Hsu’s remark about marginalized students wasn’t the first time Yvette Edwards—a Black parent of two San Francisco Unified School District students—has heard that kind of explanation for disparities in student outcomes.
“The original response was upsetting, and it’s obviously very disappointing to hear that narrative again,” said Edwards, a Parent Action Coalition board member. “It was a racially insensitive remark. There’s no way around this. A lot of people don’t have time—it doesn’t mean we don’t care.”
Edwards said disparities in academic performance come down to disparities in funding for structural support, and even simple accommodations like conducting parent-teacher conferences over the phone to make it easier on families with little time to spare. Before Hsu issued an apology, Edwards told The Standard she hoped Hsu would clarify what she meant, and acknowledge the harm caused by her statement.
Hsu later revised the answer in the questionnaire to say: “Due to historical inequities, many students in marginalized communities face extra challenges that create obstacles to their learning. We must recognize the inequities and work to mitigate the harms that stem from them.”
During a discussion about the creation of a virtual school at a May committee meeting, Hsu also drew attention for comments about wanting her son, who enjoyed online learning, to interact with “riff raff,” a term used in the past to refer to disreputable people or people from a low social class.
Edwards said the remark made her “uncomfortable.”
Meredith Dodson, executive director of the Parent Action Coalition, convened a meeting for Black families in their network on Monday, where they expressed hurt over the remarks. A meeting with the families and Hsu is scheduled for Wednesday.
“Right now we have a situation where there’s a current commissioner and candidate for November who has said some disappointing and hurtful things that’s impacting our community of families as well as the broad SFUSD community,” Dodson said. “We hope it’s a learning experience for Ann.”
Edwards also noted the need for larger, honest conversations around race in the district.

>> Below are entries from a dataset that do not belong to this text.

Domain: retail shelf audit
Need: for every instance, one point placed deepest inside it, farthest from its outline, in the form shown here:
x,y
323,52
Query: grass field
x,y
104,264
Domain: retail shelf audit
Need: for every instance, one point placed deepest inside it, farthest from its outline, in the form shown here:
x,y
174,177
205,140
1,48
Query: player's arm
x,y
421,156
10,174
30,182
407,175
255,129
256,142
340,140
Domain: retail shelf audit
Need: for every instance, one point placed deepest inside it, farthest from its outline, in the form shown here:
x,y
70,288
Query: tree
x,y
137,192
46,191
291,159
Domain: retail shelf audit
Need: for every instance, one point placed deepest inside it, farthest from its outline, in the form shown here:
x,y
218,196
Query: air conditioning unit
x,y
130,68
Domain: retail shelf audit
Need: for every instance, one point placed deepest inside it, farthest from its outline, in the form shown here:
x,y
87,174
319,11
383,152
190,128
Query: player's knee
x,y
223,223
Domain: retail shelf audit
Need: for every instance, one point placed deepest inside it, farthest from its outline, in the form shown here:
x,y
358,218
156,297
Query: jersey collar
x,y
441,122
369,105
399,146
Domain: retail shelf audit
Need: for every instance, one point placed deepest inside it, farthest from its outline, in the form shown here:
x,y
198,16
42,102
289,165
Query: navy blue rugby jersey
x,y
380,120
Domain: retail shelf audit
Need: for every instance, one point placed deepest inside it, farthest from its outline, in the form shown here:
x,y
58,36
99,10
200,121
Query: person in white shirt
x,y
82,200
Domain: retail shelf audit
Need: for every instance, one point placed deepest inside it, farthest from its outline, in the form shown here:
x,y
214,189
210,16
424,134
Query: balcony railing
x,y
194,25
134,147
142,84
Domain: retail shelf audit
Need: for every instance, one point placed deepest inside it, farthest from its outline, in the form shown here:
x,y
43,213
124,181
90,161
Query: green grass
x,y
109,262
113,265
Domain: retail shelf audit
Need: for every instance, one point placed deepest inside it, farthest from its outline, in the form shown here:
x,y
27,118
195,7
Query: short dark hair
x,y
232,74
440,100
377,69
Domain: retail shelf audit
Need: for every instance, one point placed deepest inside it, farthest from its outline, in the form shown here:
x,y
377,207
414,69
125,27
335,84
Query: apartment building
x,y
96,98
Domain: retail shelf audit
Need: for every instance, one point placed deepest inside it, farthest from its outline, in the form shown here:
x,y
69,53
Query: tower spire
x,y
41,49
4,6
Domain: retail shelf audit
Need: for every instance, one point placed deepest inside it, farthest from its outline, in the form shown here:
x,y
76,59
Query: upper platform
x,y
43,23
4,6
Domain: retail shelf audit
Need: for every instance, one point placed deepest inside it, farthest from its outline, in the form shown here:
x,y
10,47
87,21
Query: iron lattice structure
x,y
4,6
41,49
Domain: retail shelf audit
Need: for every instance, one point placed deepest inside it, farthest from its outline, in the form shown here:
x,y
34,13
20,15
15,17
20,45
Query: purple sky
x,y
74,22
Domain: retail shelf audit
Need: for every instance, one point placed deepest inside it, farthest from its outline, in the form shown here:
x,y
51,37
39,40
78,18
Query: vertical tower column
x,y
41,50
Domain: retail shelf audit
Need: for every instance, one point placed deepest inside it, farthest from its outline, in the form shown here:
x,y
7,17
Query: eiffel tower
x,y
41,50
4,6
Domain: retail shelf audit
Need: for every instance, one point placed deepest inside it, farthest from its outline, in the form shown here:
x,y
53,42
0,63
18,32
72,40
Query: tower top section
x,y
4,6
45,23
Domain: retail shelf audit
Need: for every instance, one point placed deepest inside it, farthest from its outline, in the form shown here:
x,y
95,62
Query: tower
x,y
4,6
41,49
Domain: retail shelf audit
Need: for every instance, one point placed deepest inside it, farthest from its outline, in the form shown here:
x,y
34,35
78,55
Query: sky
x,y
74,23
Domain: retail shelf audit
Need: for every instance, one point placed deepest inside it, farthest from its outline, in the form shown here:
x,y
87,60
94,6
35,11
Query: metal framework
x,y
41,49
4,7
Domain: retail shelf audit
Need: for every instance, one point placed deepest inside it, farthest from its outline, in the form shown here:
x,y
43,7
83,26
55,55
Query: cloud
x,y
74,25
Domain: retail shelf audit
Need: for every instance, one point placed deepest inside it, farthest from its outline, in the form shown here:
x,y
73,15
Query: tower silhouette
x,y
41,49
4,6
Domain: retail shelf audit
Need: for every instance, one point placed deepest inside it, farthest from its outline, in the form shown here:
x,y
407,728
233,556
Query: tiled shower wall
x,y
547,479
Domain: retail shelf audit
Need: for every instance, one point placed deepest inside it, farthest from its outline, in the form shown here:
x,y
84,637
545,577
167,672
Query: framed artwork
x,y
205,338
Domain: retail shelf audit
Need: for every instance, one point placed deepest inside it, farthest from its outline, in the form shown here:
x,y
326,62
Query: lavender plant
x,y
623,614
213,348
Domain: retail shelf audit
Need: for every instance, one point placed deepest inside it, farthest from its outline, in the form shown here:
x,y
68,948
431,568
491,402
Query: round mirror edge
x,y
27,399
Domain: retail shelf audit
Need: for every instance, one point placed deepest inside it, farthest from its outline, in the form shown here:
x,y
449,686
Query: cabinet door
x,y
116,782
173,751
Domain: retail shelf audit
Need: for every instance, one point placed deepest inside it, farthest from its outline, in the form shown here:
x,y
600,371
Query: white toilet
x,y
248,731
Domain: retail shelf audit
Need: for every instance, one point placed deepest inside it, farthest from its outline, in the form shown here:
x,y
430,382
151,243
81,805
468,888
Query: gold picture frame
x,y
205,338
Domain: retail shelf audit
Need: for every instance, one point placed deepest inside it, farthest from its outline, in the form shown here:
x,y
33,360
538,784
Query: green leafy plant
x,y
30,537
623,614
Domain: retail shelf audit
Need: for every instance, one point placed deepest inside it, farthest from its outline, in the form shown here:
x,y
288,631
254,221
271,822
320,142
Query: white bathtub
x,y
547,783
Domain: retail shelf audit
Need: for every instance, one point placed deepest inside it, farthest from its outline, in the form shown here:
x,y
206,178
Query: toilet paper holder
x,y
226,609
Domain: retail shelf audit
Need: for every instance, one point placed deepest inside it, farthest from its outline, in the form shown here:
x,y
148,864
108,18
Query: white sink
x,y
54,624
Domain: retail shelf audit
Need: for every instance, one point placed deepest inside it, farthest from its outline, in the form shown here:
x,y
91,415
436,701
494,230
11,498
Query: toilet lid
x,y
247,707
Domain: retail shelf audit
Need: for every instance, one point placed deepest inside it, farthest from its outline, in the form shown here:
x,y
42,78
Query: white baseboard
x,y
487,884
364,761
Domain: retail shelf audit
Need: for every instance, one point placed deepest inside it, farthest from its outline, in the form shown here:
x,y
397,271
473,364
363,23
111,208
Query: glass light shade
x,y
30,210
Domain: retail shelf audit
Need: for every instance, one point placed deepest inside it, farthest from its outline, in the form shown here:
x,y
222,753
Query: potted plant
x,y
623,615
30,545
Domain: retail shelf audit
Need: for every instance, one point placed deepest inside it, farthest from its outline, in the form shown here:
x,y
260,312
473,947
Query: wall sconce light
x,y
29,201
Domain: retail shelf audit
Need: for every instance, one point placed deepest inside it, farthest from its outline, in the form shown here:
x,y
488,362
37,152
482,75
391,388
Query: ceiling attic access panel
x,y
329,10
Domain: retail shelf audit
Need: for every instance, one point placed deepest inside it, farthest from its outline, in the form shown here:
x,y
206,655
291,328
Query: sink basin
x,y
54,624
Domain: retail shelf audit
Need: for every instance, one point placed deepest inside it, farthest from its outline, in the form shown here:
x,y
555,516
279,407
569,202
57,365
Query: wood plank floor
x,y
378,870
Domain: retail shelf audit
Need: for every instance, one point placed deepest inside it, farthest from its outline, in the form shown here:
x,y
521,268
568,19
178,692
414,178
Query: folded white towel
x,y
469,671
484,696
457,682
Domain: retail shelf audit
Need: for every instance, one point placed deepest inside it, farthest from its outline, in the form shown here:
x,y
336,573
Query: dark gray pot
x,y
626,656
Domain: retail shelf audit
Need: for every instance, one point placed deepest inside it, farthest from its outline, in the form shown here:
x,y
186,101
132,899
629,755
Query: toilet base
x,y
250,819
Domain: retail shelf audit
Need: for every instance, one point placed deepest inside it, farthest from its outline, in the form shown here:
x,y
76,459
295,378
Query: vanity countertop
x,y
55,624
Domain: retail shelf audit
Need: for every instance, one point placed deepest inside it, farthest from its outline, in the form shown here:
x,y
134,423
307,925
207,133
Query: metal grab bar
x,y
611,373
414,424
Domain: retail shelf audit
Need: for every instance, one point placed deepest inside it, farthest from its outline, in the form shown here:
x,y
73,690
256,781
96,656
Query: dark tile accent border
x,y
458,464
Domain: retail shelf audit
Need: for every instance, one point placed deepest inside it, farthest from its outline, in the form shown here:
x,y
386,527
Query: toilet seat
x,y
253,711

In just the last few months, some parents and school leaders have lamented Black and Asian communities being pitted against one another without nuance when it came to the board’s decision to reinstate selective admissions at Lowell High School, and the case of a principal reassigned over the use of a racial slur.
“It’s a whole different level,” Edwards said. “Yet no one seems to be able to have a truthful, engaged conversation without it turning it into … I call it the Mortal Kombat of the city. Everyone’s choosing their fighters instead of choosing the kids.”
The story is updated with new comments from Board of Supervisors President Shamann Walton.
Han Li contributed additional reporting for this story.